O secretário faz uma reflexão: "Há algum resultado positivo derivado desse imenso sacrifício no qual, no limite, imola-se a própria Instituição? ê isto que a sociedade espera da Receita Federal?"
Rachid seguiu, "alguns esperam que o Poder Executivo se sinta com a faca no pescoço e tome providências e que o Congresso Nacional se sensibilize. No entanto, como se pode imaginar que, para fortalecer uma campanha reivindicatória, deva-se promover a ruptura hierárquica, favorecendo o enfraquecimento e desmonte da Instituição? Ainda mais quando o Poder Executivo demonstra empenho em buscar solução para o pleito".
Faz uma ressalva, "é bom lembrar que o processo legislativo ainda está em sua primeira etapa". Depois, uma previsão. "Um navio não chegará mais rapidamente ao seu destino com o abandono de seus comandantes. Pelo contrário, restará à deriva e correndo o risco de naufragar".
Ele sugeriu que "cabe equilíbrio emocional e serenidade neste momento".
"Ora, se tal estratégia parece tão negativa, sob tantos aspectos, então por que vem sendo disseminada? Qual é o substrato que a alimenta? O que pode levar uma Instituição a sua autodestruição? Na raiz deste fenômeno, será que não reside um processo de desmoralização, de opressão da autoestima e de desvalorização dos seus quadros funcionais (bandeira sempre defendida na retórica de alguns)? Não é possível perceber um verdadeiro mantra da desvalorização profissional, soando todos os dias e em todos os lugares?".
Ele abordou, ainda, "a quem, internamente, interessa a desorganização e o enfraquecimento da Receita Federal? Aos que trabalham e que identificam nos seus processos de trabalho e projetos grande significado para sua própria realização pessoal? Aos que se consideram moralmente obrigados a prestar um melhor serviço aos contribuintes em troca da remuneração que aceitaram receber ao ingressarem nos seus quadros sem prejuízo do direito de buscar melhorias? Certamente, não".
Sem citar nomes, o secretário destacou, "externamente, poderiam ser identificados muitos interessados no não funcionamento, na desorganização, no enfraquecimento e no fatiamento da Receita Federal. Mas, internamente, só podemos listar como interessados os que querem um lugar jamais uma organização sem responsabilidades pessoais, sem controles, e que estimulam outros servidores a adotarem prática que parece ser heroica, mas que é apenas destruidora."

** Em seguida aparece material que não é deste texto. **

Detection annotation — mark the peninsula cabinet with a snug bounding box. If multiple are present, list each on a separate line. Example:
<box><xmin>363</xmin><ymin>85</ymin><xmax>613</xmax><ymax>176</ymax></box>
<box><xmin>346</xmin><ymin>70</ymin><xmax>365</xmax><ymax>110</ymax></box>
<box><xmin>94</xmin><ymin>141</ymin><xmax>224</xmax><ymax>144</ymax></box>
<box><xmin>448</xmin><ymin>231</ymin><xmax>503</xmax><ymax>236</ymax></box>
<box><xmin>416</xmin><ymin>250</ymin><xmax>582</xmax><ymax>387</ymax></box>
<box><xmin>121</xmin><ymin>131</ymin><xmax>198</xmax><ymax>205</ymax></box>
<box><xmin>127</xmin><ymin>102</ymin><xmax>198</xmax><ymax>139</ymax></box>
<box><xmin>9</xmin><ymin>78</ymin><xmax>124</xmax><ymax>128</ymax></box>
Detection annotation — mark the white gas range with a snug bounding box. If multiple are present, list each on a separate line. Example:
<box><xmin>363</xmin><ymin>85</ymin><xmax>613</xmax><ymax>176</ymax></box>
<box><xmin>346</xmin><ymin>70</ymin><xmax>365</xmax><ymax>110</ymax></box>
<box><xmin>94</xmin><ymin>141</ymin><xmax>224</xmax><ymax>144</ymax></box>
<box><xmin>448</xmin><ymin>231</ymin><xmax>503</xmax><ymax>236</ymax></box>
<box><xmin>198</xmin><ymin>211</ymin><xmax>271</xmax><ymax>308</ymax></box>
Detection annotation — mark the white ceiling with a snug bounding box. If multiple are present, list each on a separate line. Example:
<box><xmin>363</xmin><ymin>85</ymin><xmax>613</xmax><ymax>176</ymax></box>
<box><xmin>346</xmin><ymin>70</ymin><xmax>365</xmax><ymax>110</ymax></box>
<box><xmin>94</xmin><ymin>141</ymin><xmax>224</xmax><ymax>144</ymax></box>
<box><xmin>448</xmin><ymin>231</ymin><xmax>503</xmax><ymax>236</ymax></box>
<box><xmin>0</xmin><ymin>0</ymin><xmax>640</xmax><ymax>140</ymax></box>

Apontou para um cenário sombrio, "ou alguém honestamente considera que será possível reerguer a Receita Federal que admiramos e onde nos realizamos profissionalmente depois de transformá-la em escombros, ao romper o respeito coletivo, profissional e os laços de amizade com os colegas? É provocando o desrespeito por parte da sociedade que vamos valorizar a Instituição?".
"Assim, julgo que estão enganados aqueles que, ao argumento de que a Instituição está sendo atacada (desmonte da Receita Federal), deve-se entregar o comando (as funções) como forma de manifestação de repúdio".
Por fim, insistiu que "é precisamente o contrário. Trata-se de conduta extremamente equivocada. O momento exige lucidez. É hora de mostrar a vitalidade da Instituição, mantendo a energia e o comando necessários para defender a Receita Federal. No campo da estratégia, não é razoável que se abandone o combate, que pode ser longo, ao revés da primeira batalha!".